How to make the perfect tempered dhal

O Tama Carey, of Lankan Filling Station, explains how to add layers of flavour to this South Asian staple.

By O Tama Carey
  • 15 mins preparation
  • 45 mins cooking
  • Serves 4
  • Print
Tempered dhal
Dhal is a thing of beauty. It's delicious and healthy, and can be eaten at any time of the day as part of a meal, or simply by itself.
Tempering is a technique used in South Asian cooking to add extra flavour: spices and other ingredients, such as chilli, onion and curry leaves, are dry-roasted or fried at the start of cooking, or are cooked separately and added to a dish at the end. The traditional method is to cook the lentils with minimal ingredients and then temper; tempering first, however, is less fuss, and only one pan is needed. For a more luxurious version, temper twice, as we've done for this recipe.
Step 1 Photo: Alicia Taylor
Step 2 Photo: Alicia Taylor
Step 2: Add coconut milk Photo: Alicia Taylor
Step 3 Photo: Alicia Taylor

How to dial up your dhal

  • This dhal can be made with coconut oil, ghee, or both.
  • Dhal can be prepared with any lentil, with wildly different finished products (chana lentils, for example, result in quite a textured dhal). Cooking time and the amount of liquid needed will vary.
  • In Sri Lanka, dhal is usually just one in an array of dishes that make up a meal alongside curry, rice, mallung and sambols, so it's often simply flavoured. If you do want to ramp up the flavour, fennel, cumin or coriander seeds can be added to the temper.
  • This recipe can be thinned down with water or coconut milk according to taste; a thinner dhal with boiled eggs stirred through, and served with pol roti and pol sambol, makes a great breakfast dish.

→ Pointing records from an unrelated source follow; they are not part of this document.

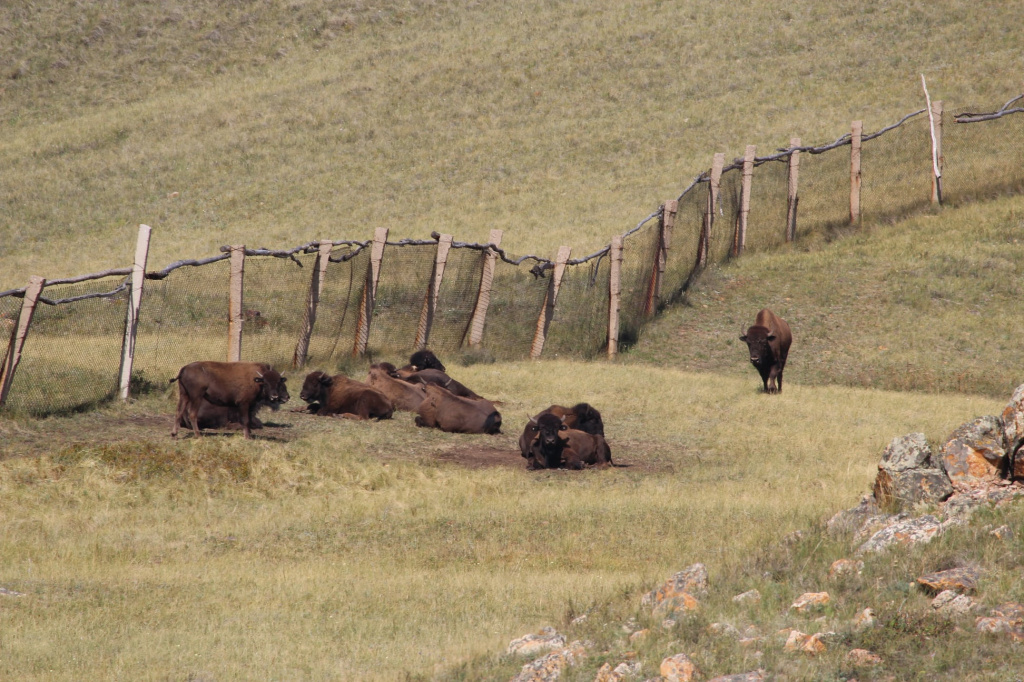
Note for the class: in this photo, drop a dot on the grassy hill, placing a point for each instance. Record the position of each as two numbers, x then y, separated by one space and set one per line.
556 122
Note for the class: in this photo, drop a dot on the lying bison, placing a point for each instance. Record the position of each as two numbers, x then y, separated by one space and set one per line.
243 386
455 414
768 341
582 417
552 444
341 395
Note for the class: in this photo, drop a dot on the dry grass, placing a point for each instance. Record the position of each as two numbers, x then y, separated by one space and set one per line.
350 551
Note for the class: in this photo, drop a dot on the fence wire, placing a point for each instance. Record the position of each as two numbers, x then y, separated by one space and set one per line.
73 353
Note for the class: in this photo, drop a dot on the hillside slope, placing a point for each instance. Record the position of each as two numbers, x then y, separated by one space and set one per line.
560 123
928 304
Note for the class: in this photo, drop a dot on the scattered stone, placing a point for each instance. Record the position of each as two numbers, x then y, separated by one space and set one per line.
749 597
810 601
951 604
862 658
723 630
753 676
803 643
843 567
1001 533
974 453
863 620
545 640
958 580
678 669
550 667
905 531
850 520
690 581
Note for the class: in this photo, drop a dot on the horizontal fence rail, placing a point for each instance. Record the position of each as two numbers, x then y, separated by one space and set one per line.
318 304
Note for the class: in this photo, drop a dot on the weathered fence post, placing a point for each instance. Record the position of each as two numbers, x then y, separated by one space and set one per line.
370 291
548 311
16 344
312 302
236 314
739 238
433 287
134 304
936 124
715 184
665 224
793 196
856 132
614 294
479 316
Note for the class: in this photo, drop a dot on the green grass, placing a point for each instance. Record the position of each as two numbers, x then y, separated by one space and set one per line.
560 124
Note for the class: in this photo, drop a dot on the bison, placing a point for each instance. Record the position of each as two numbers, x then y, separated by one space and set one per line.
768 341
402 394
244 386
341 395
553 445
582 417
455 414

  • 350 gm (2¾ cups) dried red split lentils, rinsed
  • 250 ml (1 cup) coconut milk
  • Steamed rice, to serve
First temper
  • 50 gm coconut oil
  • 1½ onions, diced
  • 2 garlic cloves, finely chopped
  • 10 gm ginger, finely chopped
  • 1 fresh curry leaf sprig, leaves picked
  • 1 tsp yellow mustard seeds
  • 1 tsp ground turmeric
  • 1 cinnamon quill
  • 1 pandan leaf (see note), cut into 3cm pieces
  • 1 lemongrass stalk, white part only, bruised
Second temper
  • 80 gm ghee
  • 1 small onion, thinly sliced
  • 1 large red chilli (seeds optional), thinly sliced
  • ¼ cup (loosely packed) fresh curry leaves
  • 1 tsp yellow mustard seeds


  • 1
    For first temper, heat oil in a wok over low heat until melted and starting to shimmer. Add onion, garlic, ginger and curry leaves and fry, stirring occasionally, until onion is soft (5-7 minutes). Add spices and stir until seeds start to pop and spices start to catch (1-2 minutes). Add pandan and lemongrass and stir to combine.
  • 2
    Add lentils, season to taste, and stir to coat. Add coconut milk with 750ml water and simmer, stirring occasionally, until lentils start to fall apart (10-15 minutes).
  • 3
    Meanwhile, for second temper, heat ghee in a separate wok or large saucepan over high heat until shimmering. Add remaining ingredients and stir-fry until onion is starting to caramelise (15-20 minutes). Stir temper through lentils, season to taste and serve with rice.


Fresh and frozen pandan leaves are available from select Asian supermarkets.